Nouvel épisode de l’affaire Guérini. Cette fois, c’est la gestion du conseil général des Bouches-du-Rhône qui est épinglée par la chambre régionale des comptes. Nous avons consulté ce rapport. Extraits parfois détonants.
Le document ne devait être officiellement communiqué que le 25 octobre. Mais des fuites dans la presse ont poussé Jean-Noël Guérini à sortir du bois et à se justifier ce matin, lors d’une conférence de presse, sur les anomalies relevées par la chambre régionale des comptes (CRC) au conseil général des Bouches-du-Rhône. Si l’on en croit le président (PS) de ce conseil, qui est apparu détendu et souriant, rien à signaler au Paquebot (surnom de cet édifice à l’architecture controversée). D’où l’usage d’une terminologie de circonstance : “Je suis heureux des termes du rapport, la barre est bien tenue au conseil général.”

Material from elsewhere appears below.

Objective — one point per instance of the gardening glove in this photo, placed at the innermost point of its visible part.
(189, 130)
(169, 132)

Ça, c’est pour la galerie car, derrière cet audit des magistrats de la CRC, se profilent les dossiers de corruption, trafic d’influences, association de malfaiteurs (entre autres…) menés par le juge d’instruction marseillais Charles Duchaine. Ils sont à l’origine des mises en examen du président du conseil général et d’une inspection poussée des arcanes financières de l’institution entre 2006 et 2011. Nous avons pu consulter ce rapport définitif.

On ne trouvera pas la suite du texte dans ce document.